August 31, 2015 // Uncategorized

St. Monica Parish, celebrates 100th anniversary, looks to future with hope

Click here for more photos from the celebration.

By Ann Carey, Photos by Kevin Haggenjos

MISHAWAKA — The celebration of the 100th anniversary of St. Monica Parish culminated in a joyful 1 p.m. Mass on Sunday, Aug. 30. The Mass took place just three days after the Aug. 27 feast of St. Monica, so readings for the Sunday liturgy were taken from her feast day.

Colorful fall mums climbed the stairs of the church’s main entrance on Mishawaka Avenue, and center aisle candelabra decorated with floral arrangements provided a festive setting for the centennial Mass celebration. A large number of parishioners and friends nearly filled the historic church, which was built in 1927 to accommodate the growing parish.

Bishop Kevin C. Rhoades was the main celebrant for the anniversary Mass. Joining him as concelebrants were: Msgr. Bruce Piechocki, St. Monica pastor; Father Bill Sullivan, pastor of St. John the Baptist Church in New Haven, who had been pastor of St. Monica for 12 years; and Father Barry England, who retired in June after being pastor at neighboring St. Bavo Church in Mishawaka for 15 years.

In his homily, Bishop Rhoades traced the rich history of the parish, which was established by Bishop Herman J. Alerding in 1915. The first church    building had been a Baptist Church on Mishawaka Avenue built in 1868, which was purchased and remodeled for Catholic liturgy. However, the congregation quickly outgrew that building

“So those first parishioners, who were filled with a lot of faith and were so generous,” built a two-story school with the church in the basement that was dedicated on May 13, 1917, Bishop Rhoades explained. It was on that same day that Our Lady first appeared to the children at Fatima, Portugal, he noted.

Within seven years, the parish had erased its building debt, he recounted. As the parish grew, parishioners came together to fund a new church building that was dedicated in 1927, and even during the Great Depression, parishioners reduced the debt and raised funds to add the beautiful stained glass windows, Stations of the Cross, furnishings and altar, Bishop Rhoades said.

He observed that the people of St. Monica face financial challenges today not unlike those of the early parishioners, and he expressed confidence in their dedication and ability to address those challenges.

“I have been so impressed, meeting with Msgr.

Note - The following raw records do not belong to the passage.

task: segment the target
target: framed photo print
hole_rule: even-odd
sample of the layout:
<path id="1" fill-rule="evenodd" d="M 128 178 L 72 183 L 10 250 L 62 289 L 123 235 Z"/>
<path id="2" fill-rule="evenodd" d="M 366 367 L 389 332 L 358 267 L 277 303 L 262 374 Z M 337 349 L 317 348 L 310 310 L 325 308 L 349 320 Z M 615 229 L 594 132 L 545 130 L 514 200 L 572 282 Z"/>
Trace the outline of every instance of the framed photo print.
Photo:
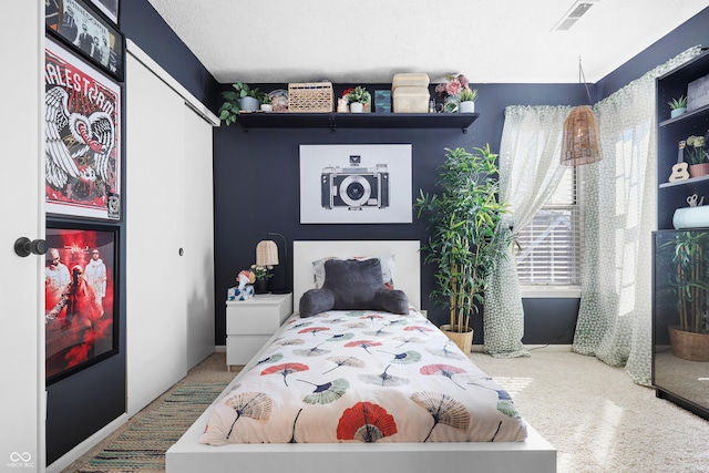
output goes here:
<path id="1" fill-rule="evenodd" d="M 411 145 L 300 145 L 301 224 L 410 224 Z"/>
<path id="2" fill-rule="evenodd" d="M 45 209 L 121 218 L 121 86 L 47 41 Z"/>
<path id="3" fill-rule="evenodd" d="M 47 30 L 102 71 L 123 81 L 125 38 L 86 1 L 45 0 Z M 94 3 L 102 4 L 100 0 L 94 0 Z"/>
<path id="4" fill-rule="evenodd" d="M 47 225 L 47 382 L 117 353 L 114 228 Z"/>

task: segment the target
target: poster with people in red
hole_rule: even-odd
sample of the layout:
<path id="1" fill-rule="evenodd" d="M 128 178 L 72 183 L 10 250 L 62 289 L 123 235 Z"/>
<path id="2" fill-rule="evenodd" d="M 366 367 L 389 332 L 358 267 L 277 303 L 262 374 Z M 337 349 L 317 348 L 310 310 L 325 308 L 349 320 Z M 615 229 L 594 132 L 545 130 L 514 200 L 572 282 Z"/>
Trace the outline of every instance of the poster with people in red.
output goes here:
<path id="1" fill-rule="evenodd" d="M 47 213 L 121 218 L 121 88 L 49 38 Z"/>
<path id="2" fill-rule="evenodd" d="M 47 381 L 117 352 L 116 233 L 47 228 L 44 328 Z"/>

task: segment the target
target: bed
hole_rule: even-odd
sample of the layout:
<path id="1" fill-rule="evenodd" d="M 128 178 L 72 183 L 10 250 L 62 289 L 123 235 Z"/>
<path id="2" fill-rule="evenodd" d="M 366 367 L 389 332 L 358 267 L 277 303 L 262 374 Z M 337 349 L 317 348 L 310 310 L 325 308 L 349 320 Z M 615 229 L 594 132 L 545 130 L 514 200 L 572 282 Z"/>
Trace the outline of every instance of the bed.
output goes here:
<path id="1" fill-rule="evenodd" d="M 331 308 L 328 300 L 323 307 L 330 308 L 320 310 L 320 296 L 338 290 L 331 284 L 337 266 L 325 263 L 329 286 L 314 290 L 314 261 L 363 256 L 377 263 L 341 263 L 340 269 L 354 268 L 356 277 L 381 271 L 384 281 L 389 275 L 394 290 L 377 294 L 397 300 L 384 305 L 392 312 Z M 393 277 L 384 258 L 393 261 Z M 294 313 L 286 321 L 167 451 L 167 472 L 555 472 L 554 448 L 520 418 L 506 392 L 417 310 L 419 274 L 419 241 L 295 241 L 294 307 L 301 297 L 304 304 L 315 300 L 302 306 L 311 317 Z M 429 339 L 433 345 L 424 345 Z M 432 384 L 420 385 L 424 378 Z M 282 393 L 279 387 L 286 387 Z M 390 392 L 399 398 L 383 397 Z M 491 425 L 471 421 L 483 418 L 467 404 L 472 392 L 496 408 Z M 300 403 L 287 404 L 288 398 Z M 452 411 L 443 412 L 443 405 Z M 281 418 L 285 422 L 276 423 Z M 413 423 L 419 418 L 428 428 Z"/>

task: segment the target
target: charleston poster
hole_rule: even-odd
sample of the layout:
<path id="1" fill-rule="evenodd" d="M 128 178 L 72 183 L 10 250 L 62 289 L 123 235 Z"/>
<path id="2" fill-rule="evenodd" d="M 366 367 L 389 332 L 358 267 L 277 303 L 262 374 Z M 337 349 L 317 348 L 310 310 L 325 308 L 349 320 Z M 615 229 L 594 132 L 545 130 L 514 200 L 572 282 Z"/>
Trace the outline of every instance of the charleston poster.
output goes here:
<path id="1" fill-rule="evenodd" d="M 44 84 L 47 213 L 120 219 L 120 85 L 49 39 Z"/>

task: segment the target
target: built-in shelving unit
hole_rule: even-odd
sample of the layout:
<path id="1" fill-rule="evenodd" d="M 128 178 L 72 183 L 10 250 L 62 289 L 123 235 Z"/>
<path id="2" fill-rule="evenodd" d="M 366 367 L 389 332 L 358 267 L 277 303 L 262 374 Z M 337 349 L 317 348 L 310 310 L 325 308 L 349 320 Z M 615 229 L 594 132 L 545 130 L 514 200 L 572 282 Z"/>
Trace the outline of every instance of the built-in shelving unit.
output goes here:
<path id="1" fill-rule="evenodd" d="M 709 419 L 709 361 L 682 358 L 672 345 L 670 327 L 679 325 L 677 266 L 672 250 L 680 234 L 707 233 L 709 228 L 675 230 L 675 210 L 688 206 L 697 194 L 709 205 L 709 176 L 669 182 L 678 164 L 679 142 L 690 135 L 705 136 L 709 130 L 709 105 L 670 119 L 668 102 L 687 96 L 687 85 L 709 74 L 706 52 L 657 80 L 657 226 L 654 240 L 653 277 L 653 384 L 657 397 L 667 399 Z M 668 250 L 670 250 L 668 256 Z M 709 251 L 709 247 L 706 248 Z M 669 263 L 668 263 L 669 261 Z M 709 270 L 709 268 L 707 269 Z M 709 276 L 703 282 L 709 282 Z M 684 284 L 687 284 L 686 281 Z M 691 286 L 691 284 L 690 284 Z"/>
<path id="2" fill-rule="evenodd" d="M 460 128 L 467 132 L 479 113 L 242 113 L 249 128 Z"/>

Bruce (Piechocki) and parish lay leaders, by your renewed determination to move into the future with hope. This requires much sacrifice and generosity, but I believe that you are up to the task. I want St. Monica’s to continue, to thrive, and to grow,” Bishop Rhoades said.

“I wish to encourage you in your endeavors and thank you for all you are doing to preserve this great parish.”

Bishop Rhoades also encouraged the parishioners to continue the mission of the parish: works of evangelization, welcome of new parishioners, support of education, outreach to the poor and needy, and care for the sick and homebound. And he encouraged the parish to begin its second century by reflecting on the upcoming Jubilee Year of Mercy.

Many second and third generation parishioners attended the anniversary Mass. James Mahler has been a lifetime parishioner, and he and his wife, Carol Ann, were married at St. Monica. The names of two of his relatives are on one of the stained glass windows as donors, for a cousin had collected tin cans during the Great Depression to make money to pay for a window.

Mary Ann DelPrete was raised in St. Monica Parish, as was her mother, and both attended the parish school. She and her husband, Lou DelPrete, were married there. Their five children also attended school at St. Monica, with their youngest being an altar server for the anniversary Mass.

“My whole family has been a part of this parish,” Mary Ann DelPrete said. “The parish is part of my life, my history, my family. I have a lot of memories here. It’s part of my extended family now: losing my parents — everybody here has helped me through everything. We all watch out for each other; we all love each other.”

Barbara Horvath, a parishioner for close to 50 years, echoed that sentiment.

“I like it because it’s friendly; Father’s always out here greeting us after Mass, and a lot of people stop and talk and visit,” said Horvath, who for 20 years had been a volunteer track coach at the school, along with her late husband, Richard.

Even parishioners with a shorter tenure at the parish spoke in glowing terms about St. Monica. Lenny Sailor said that he was attracted to the parish after attending a friend’s wedding there, so he joined in 1990 and a few months later, met his wife, Pam, there. The two were married at St. Monica in 1993 by then-pastor Father Bill Sullivan.

“So this is such a treat today, to celebrate this (anniversary) and see Father Bill again,” Sailor said, adding that the parish appreciates the support of Bishop Rhoades.

The 100th anniversary celebration concluded with a parish dinner after the Mass at Riverside Terrace.